This is my column in the April issue of ChurchActs, the diocesan newspaper. If you're wondering whatever become of March's column so am I. Can't find it anywhere.
Over the last six years I can't count how many times I've said something like “This generation is the busiest/most heavily scheduled in the history of mankind”. Then I'd go on to make some profound point about the importance of youth ministry. The other day it dawned on me. By simply accepting that point, shrugging my shoulders and moving on I was part of the problem. That's not right. Somebody needs to stand and up, speak out and fight back. And I'm just the guy to do it. So here goes:
LIFE DOESN'T END AT 18!
So stop living like it does
I'm astounded at how much “stuff” seems to get crammed into the first 18 years of your lives. The underlying logic seems to be that you better do it now because you'll never get the chance again. Say WHAT?!? Are you really comfortable with the idea that all the rest of your life is going to be so busy, so overwhelmed that you will never have the chance to do things that might be fun? You have to do all the fun things now because adult life is just one long hard drag from high school to the grave. Yee Haw, let the party begin!
I'm not going to tell you that being an adult doesn't come with more responsibility and more claims on your time. At the same time it's also a wonderful time with responsibilities (like being a parent) that can be more fun than any theme park, game console or concert. In some ways it's the best part of life I think. The other side of that coin is that childhood and your teen years are the last time that you DON'T have all those responsibilities. It's a time when you can relax, enjoy and have a special kind of freedom.
Unless your schedule bulges like a water balloon about to burst. Think about it this way – one of the things you are supposed to be doing as a teenager is getting ready to be an adult. So what is this lifestyle training you to do? To be on the go 27 hours a day, with an activity scheduled for every waking minute. Is that really the best that the world has to offer you? I don't think so. That's why I want you to stop.

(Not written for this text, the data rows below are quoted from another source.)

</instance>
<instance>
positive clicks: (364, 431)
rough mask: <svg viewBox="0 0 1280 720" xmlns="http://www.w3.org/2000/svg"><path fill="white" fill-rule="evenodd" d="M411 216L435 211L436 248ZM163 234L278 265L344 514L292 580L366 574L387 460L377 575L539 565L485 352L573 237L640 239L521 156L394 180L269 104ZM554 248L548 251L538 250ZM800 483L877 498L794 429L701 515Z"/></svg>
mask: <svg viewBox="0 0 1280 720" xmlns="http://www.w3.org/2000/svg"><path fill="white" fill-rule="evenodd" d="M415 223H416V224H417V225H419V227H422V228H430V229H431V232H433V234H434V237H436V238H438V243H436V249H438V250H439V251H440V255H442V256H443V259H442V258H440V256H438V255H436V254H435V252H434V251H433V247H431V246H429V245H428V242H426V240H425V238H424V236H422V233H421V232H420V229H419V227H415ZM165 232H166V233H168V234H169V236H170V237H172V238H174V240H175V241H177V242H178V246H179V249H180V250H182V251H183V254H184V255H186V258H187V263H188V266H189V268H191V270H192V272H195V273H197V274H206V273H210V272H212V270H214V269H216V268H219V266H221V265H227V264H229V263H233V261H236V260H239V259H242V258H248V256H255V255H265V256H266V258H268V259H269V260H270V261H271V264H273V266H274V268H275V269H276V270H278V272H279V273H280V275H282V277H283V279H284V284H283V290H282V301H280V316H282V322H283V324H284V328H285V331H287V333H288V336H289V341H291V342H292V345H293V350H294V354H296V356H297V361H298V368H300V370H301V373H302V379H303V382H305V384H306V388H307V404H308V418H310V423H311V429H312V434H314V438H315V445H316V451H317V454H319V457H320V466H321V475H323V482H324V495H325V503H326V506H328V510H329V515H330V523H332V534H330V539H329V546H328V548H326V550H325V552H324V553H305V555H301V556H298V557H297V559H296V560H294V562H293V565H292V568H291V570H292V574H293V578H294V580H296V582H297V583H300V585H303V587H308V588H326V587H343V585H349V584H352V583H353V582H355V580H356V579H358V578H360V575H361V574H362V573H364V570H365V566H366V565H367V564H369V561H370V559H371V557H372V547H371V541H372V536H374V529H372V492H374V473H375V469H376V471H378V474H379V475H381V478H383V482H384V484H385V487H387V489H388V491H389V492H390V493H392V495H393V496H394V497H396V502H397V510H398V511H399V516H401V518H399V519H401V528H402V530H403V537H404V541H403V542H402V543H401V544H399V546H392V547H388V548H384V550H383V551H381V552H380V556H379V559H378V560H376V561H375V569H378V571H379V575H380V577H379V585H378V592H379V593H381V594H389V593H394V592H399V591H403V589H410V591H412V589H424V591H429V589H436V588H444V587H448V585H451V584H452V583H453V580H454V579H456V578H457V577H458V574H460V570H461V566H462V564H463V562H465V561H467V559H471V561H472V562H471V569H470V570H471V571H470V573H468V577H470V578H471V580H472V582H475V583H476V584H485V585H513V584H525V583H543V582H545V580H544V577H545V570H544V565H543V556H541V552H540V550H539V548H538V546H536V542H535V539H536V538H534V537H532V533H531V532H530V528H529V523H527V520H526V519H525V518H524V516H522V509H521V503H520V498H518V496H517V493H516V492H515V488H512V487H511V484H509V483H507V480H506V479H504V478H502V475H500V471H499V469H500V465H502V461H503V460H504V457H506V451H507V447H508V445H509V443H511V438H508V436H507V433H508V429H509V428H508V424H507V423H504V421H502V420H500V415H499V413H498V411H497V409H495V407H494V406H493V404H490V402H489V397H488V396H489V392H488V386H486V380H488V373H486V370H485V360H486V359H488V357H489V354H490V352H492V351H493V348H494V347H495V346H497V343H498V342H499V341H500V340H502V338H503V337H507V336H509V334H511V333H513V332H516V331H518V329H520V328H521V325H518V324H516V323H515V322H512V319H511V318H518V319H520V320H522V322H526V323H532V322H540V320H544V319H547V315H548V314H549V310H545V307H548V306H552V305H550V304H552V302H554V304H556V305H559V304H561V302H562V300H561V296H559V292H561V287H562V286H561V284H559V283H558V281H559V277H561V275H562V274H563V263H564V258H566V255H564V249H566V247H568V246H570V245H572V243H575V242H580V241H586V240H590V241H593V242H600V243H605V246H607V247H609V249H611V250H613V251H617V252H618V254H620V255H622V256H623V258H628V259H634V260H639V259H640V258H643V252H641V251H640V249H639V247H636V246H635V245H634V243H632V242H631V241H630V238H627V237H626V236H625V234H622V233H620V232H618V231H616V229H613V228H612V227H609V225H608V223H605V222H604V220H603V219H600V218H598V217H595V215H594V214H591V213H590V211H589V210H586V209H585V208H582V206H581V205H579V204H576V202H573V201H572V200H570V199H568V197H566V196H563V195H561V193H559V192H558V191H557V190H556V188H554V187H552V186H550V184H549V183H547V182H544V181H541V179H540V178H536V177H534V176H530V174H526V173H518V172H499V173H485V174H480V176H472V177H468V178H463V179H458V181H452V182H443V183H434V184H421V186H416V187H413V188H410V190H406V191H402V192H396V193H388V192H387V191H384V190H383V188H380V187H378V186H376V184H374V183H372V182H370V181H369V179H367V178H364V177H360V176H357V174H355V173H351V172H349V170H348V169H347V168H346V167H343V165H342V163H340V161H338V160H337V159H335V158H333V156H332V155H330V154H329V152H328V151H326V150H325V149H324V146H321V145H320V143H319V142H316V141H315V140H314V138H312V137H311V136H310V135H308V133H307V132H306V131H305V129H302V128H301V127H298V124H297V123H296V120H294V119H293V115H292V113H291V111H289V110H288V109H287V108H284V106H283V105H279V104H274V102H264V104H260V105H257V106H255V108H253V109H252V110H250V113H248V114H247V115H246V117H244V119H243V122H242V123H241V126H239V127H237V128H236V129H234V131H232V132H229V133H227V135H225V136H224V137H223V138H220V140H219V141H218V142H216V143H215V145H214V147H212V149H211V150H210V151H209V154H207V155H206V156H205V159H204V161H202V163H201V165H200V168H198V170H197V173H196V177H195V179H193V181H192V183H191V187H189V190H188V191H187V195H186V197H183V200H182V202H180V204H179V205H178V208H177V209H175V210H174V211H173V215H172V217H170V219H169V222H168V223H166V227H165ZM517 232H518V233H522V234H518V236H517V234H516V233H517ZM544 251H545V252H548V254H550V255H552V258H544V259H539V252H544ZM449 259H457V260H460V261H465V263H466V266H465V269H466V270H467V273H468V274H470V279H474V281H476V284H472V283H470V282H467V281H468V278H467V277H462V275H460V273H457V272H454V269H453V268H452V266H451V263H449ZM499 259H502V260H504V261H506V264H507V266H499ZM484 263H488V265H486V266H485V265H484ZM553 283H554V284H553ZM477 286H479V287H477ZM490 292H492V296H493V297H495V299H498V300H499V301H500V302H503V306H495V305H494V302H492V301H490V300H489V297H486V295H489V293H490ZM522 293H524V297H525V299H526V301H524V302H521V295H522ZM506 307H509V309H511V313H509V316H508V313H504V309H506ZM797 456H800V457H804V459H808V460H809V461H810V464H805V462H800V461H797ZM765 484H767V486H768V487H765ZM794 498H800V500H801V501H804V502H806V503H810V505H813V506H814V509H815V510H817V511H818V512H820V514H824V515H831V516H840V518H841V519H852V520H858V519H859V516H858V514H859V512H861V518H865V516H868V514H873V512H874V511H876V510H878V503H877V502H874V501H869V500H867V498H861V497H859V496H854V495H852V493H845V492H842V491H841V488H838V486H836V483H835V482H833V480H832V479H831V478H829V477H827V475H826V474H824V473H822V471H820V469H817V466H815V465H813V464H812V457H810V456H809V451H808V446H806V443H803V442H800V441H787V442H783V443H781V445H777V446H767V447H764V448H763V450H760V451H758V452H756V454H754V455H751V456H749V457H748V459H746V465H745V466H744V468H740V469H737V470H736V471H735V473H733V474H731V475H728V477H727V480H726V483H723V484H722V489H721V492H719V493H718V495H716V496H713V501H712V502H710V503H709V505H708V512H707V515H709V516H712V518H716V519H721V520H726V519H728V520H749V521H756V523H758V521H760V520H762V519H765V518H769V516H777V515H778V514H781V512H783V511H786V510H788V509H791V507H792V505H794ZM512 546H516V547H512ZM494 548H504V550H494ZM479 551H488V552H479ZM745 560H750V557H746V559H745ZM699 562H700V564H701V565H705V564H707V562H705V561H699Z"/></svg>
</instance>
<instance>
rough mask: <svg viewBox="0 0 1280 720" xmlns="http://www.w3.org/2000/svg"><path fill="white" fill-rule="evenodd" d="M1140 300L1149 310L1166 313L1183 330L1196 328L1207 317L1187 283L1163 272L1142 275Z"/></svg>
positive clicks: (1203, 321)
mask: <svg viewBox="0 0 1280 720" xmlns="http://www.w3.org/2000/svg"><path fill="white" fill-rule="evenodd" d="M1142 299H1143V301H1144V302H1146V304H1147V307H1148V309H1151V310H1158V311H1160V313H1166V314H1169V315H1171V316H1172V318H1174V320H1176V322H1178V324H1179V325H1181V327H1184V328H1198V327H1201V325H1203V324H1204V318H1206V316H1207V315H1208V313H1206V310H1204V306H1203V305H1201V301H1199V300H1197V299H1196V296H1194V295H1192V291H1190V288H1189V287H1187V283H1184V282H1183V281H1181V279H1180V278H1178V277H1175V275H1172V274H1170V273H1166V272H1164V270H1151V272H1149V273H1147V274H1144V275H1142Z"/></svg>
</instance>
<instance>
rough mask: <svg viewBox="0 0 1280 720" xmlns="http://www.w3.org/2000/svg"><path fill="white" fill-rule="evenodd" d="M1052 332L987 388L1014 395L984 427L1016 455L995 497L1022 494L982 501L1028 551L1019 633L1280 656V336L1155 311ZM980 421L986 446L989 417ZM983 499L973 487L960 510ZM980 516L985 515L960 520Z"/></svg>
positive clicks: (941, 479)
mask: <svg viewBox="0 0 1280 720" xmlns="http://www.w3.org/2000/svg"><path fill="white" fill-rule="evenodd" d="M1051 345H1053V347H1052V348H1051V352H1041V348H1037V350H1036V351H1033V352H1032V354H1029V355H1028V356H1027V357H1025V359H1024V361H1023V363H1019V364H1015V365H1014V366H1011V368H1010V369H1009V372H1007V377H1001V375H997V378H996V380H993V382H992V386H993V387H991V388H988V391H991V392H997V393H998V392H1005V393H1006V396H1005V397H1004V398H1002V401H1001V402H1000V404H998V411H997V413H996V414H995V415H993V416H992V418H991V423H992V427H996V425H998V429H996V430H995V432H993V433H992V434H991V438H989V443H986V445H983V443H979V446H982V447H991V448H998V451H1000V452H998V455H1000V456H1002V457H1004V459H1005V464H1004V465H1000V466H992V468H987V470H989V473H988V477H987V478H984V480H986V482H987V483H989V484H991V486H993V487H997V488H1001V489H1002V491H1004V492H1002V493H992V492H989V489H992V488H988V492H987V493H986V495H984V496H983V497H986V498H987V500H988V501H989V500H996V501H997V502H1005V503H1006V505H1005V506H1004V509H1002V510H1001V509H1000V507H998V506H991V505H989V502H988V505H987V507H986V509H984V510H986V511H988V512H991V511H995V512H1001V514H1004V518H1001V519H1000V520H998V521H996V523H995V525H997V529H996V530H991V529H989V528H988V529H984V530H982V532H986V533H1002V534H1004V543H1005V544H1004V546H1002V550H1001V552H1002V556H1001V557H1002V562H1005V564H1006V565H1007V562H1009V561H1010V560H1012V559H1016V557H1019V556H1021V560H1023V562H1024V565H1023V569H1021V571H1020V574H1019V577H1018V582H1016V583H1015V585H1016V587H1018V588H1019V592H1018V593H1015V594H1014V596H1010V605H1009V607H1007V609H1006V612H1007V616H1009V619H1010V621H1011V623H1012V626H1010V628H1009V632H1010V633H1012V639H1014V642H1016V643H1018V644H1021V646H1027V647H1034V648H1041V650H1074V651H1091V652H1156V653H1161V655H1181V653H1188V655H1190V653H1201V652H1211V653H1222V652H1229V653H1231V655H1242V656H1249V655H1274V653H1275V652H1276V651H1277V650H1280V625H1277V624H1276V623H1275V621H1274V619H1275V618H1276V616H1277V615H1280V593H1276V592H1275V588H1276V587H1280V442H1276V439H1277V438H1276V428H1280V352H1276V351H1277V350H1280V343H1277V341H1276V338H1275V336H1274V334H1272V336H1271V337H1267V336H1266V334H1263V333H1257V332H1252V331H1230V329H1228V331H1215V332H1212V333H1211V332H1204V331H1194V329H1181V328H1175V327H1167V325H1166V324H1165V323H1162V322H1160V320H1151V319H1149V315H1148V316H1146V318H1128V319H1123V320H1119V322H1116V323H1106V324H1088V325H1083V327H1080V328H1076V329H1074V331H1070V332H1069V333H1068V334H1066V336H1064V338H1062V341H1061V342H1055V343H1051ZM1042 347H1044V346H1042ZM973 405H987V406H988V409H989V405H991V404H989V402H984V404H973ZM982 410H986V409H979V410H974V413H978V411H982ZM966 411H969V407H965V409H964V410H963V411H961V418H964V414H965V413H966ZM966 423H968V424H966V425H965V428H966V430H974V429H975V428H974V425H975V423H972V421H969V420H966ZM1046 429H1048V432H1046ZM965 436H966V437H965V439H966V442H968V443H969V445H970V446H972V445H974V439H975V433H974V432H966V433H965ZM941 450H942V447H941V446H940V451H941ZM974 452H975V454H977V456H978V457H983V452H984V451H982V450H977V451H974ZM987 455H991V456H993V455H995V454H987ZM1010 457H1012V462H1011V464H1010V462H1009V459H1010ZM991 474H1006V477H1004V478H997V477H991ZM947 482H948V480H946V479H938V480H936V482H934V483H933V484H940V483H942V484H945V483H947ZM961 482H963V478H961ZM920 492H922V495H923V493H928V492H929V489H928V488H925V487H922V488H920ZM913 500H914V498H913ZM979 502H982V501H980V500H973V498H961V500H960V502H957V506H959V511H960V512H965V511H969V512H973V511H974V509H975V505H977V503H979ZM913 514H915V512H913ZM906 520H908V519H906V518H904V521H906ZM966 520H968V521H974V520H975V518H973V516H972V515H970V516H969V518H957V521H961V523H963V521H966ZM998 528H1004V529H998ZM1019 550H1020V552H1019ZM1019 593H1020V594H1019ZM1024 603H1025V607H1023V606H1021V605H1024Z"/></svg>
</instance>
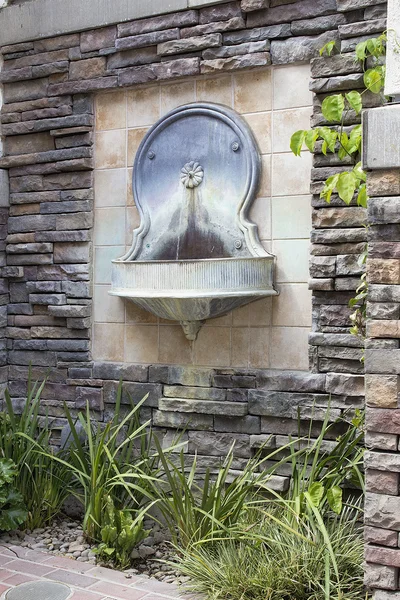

There is one other way that I've seen this lifestyle have an effect. In the last two years I've had young people say something to me that even I have trouble fathoming. I've received complaints that during youth ministry events we haven't told them what to do or had something planned for them at all times. That's right they've been complaining to me about that dreaded concept - “Free Time”. Now before the parents start getting twitchy thinking we leave your children wandering around for extended periods of time without supervision let me reassure you. Your young people are cared for and watched over when they're at camp or Happening or other youth events. The most recent complaint was about an amount of free time that was astounding to me, one hour. They got one hour of free time to hang around, talk with their friends, play games, read a book, listen to their tunes, whatever. Quite simply most of the young people (high school aged I note) had no idea what to do with themselves. To be honest that scares me. Free time is one of the most precious concepts I have as an adult. Time just for me, or for me and God or for me and my wife or daughter, or my friends, or just some QUIET! It's a gift it seems to me. But it appears to be a gift that too many of our young people neither understand nor desire.
So here's my advice to my young brothers and sisters (and the adults who love and care for them). Give it a rest. Take a serious look at that planner. Make some serious decisions about what's really important. My prayer is that Faith and Family and Friends will get high priority. Add in school and then see how much time is left. Figure out what fits and then do something radical. Dump everything else. Walk away from it. Yes, there'll be some weeping and wailing and gnashing of teeth about the effect on the “program”.
I don't care.
I care much more about the effect on you.